I've liked the Orquesta Escuela since I first heard them a few years ago, and the arrangements they use are new. The film Si Sos Brujo hardly mentions that Emilio Balcarce, who was an arranger and bandoneon player with Pugliese and who directed the Orquesta, seems to have written new arrangements for everything they play; an octogenarian who takes on a new orquesta, directs it, and writes its repertoire. I wanted to link their Cumparasita from the Contrapunta album, which is just absolutely the best and a long-time favourite, and was actually the first tango I heard in Buenos Aires: stuck in downtown gridlock the driver turned off the radio and put on a cassette – and out came this very distinctive Cumparasita. I wanted to link it, but you can't link from Spotify, and although LastFM has the Contrapunta album, for some bizarre reason they have substituted another Cumparasita, by 'Various artists' in place of the orquesta one, and it's dire. But the album is available as a download from Amazon for £5.99, which is great value and has the right Cumparasita on it. Listen out for the bandoneon solo: it rocks. Like any Pugliese-style music it would be a challenge to dance to, but it's exciting listening.

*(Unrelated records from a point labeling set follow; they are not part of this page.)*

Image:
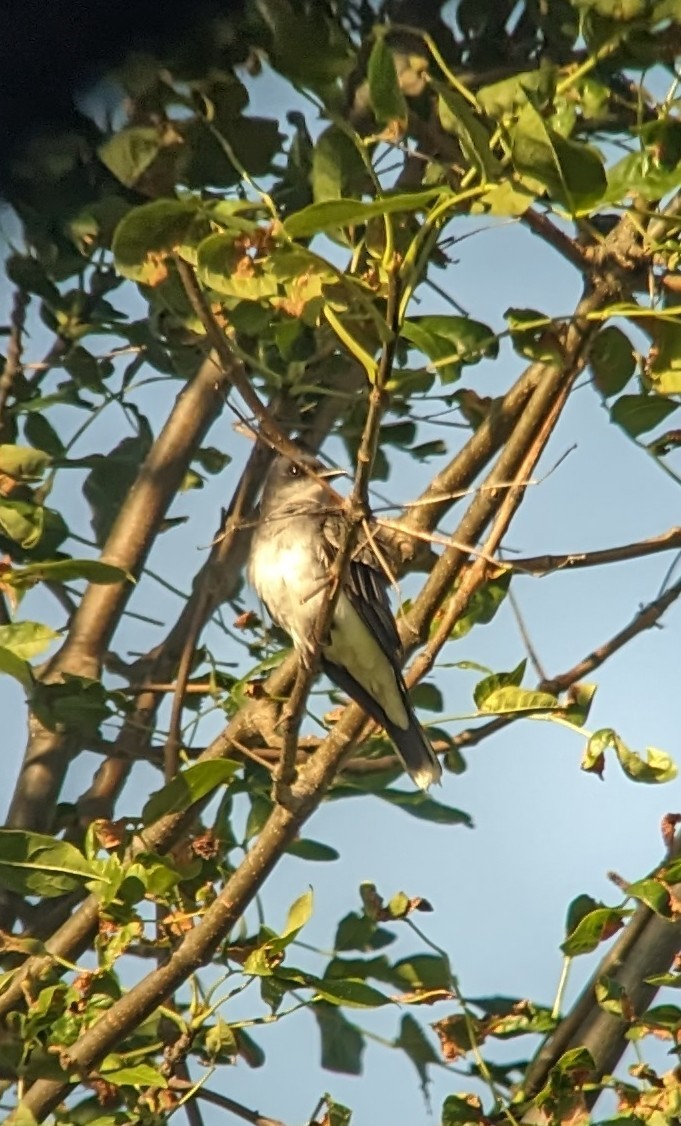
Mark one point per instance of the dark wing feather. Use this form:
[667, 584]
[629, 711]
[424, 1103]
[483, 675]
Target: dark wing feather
[366, 586]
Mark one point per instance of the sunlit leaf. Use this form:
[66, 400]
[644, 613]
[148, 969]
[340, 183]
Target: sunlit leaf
[34, 864]
[187, 787]
[571, 171]
[331, 213]
[387, 99]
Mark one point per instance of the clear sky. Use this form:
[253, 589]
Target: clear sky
[544, 831]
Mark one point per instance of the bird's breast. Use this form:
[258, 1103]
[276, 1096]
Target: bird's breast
[289, 579]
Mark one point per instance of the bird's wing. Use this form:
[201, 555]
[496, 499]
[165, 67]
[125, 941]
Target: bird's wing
[366, 586]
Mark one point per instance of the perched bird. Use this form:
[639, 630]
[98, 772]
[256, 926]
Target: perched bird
[294, 545]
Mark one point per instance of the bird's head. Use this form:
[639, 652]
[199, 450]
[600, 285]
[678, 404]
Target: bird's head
[293, 485]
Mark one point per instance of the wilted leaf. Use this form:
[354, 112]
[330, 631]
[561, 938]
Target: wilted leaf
[426, 807]
[24, 462]
[596, 927]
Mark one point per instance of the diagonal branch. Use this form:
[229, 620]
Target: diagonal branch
[574, 561]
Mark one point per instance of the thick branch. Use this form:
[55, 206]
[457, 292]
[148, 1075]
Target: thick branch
[574, 561]
[646, 947]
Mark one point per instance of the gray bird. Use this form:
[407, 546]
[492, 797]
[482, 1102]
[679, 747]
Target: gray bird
[294, 544]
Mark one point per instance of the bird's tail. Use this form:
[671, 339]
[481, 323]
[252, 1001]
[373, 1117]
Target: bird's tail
[411, 743]
[413, 748]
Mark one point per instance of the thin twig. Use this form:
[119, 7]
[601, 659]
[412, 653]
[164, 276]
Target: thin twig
[225, 1104]
[575, 561]
[527, 641]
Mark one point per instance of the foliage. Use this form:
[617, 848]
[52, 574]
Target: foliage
[280, 268]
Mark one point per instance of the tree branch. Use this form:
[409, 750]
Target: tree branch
[96, 618]
[574, 561]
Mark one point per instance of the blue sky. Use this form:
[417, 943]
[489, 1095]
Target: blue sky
[544, 831]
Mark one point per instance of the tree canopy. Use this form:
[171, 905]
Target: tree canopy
[235, 242]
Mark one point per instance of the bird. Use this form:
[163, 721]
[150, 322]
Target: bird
[294, 544]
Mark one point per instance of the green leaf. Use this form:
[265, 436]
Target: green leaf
[26, 639]
[335, 1114]
[511, 699]
[24, 463]
[423, 972]
[14, 666]
[594, 928]
[656, 767]
[610, 994]
[489, 685]
[638, 175]
[149, 234]
[187, 787]
[427, 696]
[337, 166]
[21, 521]
[458, 118]
[75, 703]
[483, 606]
[505, 198]
[532, 336]
[417, 1046]
[578, 703]
[34, 864]
[298, 914]
[572, 172]
[450, 341]
[331, 213]
[612, 360]
[578, 910]
[42, 435]
[23, 1116]
[66, 571]
[142, 1074]
[356, 994]
[459, 1110]
[639, 413]
[426, 807]
[342, 1043]
[663, 366]
[306, 849]
[360, 932]
[109, 481]
[217, 260]
[130, 152]
[654, 894]
[385, 95]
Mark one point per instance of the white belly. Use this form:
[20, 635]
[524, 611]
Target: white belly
[289, 580]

But it's easy to link their Gallo Ciego and La Bordona.
A music journalist and music addict, musically illiterate and with no music skills, spends a year at the Royal Academy of Music learning composition, trying to understand his obsession. He can hardly tap out a simple rhythm to start with: music, its structure and how it's made, has to be explained to him from the very basis upwards. The luxury of suggesting ideas to groups of talented students to improvise on, and having another talented student to write them down, is his. How to be a Composer is on BBC4: the first episode is here, for anyone within reach of the BBC. The editing is innovative, very fluent. (PS. & some of the best young and not so young faces I've seen anywhere for a long time. There is hope for the world, and it is called music.)